Hadley Wickham’s “tidy data” approach makes it easier for data to be manipulated in spreadsheets. The three criteria for tidy data are as follows:

- There is one variable per column.
- Each observation gets a row.
- Each observation type gets a table.

In the following example, I have manually transformed a messy data set into a tidy data set with an additional calculation. The messy data set is the top, wide table, and the tidy data set is the bottom, long table. The raw data comes from a Pew research poll.

In the tidy data set, the variables are the religious tradition, frequency of prayer, sample size of religious group, percentage, and count (count is the additional calculation that I performed). The fixed variables, which provide context, are religious tradition, frequency, and sample size. The measured variables are percentage and count. Each observation is each row — for example, the percentage of Buddhists sampled that pray weekly is sixteen percent. This is one observation. The values are what’s in the individual cells themselves, excluding column headings — for example, “Buddhist,” “Weekly,” “16%,” and so on are values.
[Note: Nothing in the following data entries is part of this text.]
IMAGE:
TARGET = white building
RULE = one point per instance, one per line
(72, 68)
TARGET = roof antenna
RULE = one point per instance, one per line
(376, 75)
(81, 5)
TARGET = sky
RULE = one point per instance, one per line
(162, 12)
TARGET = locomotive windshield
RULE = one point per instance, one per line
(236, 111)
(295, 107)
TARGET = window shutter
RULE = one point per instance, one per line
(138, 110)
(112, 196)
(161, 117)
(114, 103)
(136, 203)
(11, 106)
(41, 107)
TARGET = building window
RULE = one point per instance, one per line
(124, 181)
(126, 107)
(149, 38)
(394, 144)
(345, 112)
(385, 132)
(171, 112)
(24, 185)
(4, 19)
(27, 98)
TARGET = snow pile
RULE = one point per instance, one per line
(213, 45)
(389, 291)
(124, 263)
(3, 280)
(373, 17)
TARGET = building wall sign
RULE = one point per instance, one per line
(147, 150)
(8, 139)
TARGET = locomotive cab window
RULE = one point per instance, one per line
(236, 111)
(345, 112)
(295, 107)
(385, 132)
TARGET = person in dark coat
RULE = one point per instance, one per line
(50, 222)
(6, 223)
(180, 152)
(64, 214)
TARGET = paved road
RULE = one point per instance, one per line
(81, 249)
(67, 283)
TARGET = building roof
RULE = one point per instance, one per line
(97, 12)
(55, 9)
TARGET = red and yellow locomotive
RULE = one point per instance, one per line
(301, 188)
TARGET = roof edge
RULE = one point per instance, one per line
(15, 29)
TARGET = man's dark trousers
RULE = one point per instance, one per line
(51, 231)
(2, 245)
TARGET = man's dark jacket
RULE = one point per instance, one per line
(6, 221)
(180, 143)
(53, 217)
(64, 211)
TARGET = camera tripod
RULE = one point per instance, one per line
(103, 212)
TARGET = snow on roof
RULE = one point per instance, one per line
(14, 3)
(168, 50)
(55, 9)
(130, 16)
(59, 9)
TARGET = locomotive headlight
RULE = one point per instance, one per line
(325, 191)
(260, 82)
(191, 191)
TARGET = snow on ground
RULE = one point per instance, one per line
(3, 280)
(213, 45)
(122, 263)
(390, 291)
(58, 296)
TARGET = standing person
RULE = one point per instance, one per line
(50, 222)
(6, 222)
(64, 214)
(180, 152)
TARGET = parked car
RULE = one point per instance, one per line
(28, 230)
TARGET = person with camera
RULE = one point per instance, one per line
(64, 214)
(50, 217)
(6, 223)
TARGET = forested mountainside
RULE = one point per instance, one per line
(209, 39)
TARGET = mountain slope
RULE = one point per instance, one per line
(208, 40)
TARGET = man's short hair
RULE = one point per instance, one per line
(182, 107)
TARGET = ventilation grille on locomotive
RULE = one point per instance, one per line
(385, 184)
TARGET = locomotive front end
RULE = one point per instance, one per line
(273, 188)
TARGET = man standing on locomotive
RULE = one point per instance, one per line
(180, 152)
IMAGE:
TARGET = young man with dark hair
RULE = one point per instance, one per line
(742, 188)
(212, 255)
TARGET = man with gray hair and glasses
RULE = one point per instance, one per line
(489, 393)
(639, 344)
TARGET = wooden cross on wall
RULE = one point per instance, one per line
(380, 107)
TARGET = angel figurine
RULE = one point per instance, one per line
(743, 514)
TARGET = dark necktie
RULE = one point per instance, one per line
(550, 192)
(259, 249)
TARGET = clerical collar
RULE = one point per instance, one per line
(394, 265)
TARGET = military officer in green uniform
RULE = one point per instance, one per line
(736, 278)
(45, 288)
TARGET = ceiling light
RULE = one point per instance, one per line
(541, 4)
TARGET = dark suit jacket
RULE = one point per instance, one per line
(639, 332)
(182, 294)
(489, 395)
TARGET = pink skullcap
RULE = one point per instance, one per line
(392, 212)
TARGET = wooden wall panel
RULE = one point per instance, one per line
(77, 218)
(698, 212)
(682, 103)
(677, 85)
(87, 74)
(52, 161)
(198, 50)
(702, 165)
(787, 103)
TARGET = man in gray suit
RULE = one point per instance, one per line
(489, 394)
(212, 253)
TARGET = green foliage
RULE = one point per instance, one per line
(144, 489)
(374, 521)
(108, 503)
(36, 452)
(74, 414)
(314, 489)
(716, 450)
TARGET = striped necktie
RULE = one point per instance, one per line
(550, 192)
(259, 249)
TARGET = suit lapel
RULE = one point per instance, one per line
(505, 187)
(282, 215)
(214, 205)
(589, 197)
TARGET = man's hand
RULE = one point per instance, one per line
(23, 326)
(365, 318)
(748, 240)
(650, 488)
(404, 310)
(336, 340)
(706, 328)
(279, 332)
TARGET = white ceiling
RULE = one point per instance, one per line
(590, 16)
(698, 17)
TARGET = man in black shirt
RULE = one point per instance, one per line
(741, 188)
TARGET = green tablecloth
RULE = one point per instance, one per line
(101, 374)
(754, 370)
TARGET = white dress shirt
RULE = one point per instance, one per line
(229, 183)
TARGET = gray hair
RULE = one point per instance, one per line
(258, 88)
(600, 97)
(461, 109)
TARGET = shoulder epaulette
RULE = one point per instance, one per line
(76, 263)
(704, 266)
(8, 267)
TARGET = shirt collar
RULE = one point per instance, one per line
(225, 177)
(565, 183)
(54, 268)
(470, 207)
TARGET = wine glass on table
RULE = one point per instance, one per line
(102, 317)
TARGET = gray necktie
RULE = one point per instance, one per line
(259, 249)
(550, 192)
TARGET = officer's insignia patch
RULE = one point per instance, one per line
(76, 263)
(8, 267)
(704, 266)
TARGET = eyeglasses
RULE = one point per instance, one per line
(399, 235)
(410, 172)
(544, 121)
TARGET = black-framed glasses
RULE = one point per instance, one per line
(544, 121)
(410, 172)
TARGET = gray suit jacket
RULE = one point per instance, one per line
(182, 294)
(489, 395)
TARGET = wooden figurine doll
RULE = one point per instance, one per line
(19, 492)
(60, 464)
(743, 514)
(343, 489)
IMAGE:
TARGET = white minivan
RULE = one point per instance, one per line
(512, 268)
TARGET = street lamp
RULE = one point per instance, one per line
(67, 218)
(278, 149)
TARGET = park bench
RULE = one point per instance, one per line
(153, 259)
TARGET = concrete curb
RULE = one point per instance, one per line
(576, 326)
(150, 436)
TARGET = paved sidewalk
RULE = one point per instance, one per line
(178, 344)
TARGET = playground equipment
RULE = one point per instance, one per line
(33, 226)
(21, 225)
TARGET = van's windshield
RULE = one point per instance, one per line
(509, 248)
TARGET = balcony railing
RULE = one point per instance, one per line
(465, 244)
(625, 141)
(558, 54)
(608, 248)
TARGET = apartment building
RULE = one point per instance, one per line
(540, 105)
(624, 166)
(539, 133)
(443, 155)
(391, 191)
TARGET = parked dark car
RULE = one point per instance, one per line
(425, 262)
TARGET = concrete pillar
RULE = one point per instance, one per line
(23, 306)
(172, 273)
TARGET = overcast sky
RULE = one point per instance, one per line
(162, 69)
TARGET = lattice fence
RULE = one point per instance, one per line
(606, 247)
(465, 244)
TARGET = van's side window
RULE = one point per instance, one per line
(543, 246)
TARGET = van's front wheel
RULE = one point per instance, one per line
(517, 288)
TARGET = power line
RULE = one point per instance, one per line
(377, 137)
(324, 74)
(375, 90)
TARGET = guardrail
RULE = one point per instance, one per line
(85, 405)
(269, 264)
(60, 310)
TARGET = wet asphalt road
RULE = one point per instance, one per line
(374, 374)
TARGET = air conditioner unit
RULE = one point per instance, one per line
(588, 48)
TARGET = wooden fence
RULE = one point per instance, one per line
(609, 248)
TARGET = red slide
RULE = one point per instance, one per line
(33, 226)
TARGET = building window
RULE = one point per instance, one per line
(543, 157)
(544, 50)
Tidy data sets are arranged in a specific way to make calculations, analyses, or manipulations easier for computers. From the messy data set it is hard to use the built-in formulas to calculate the counts of people from the percentages. It would require restructuring the table to add count cells or including the counts in extant cells. By contrast, with the tidy data set, counts can be easily appended as another column, and it is easier to calculate counts using a spreadsheet formula. Analytically, this calls more attention to the sample sizes, from which, for instance, one can easily see that one percent of Hindus sampled is a much smaller number than one percent of Evangelical Protestants sampled. This is harder to see in the messy data set.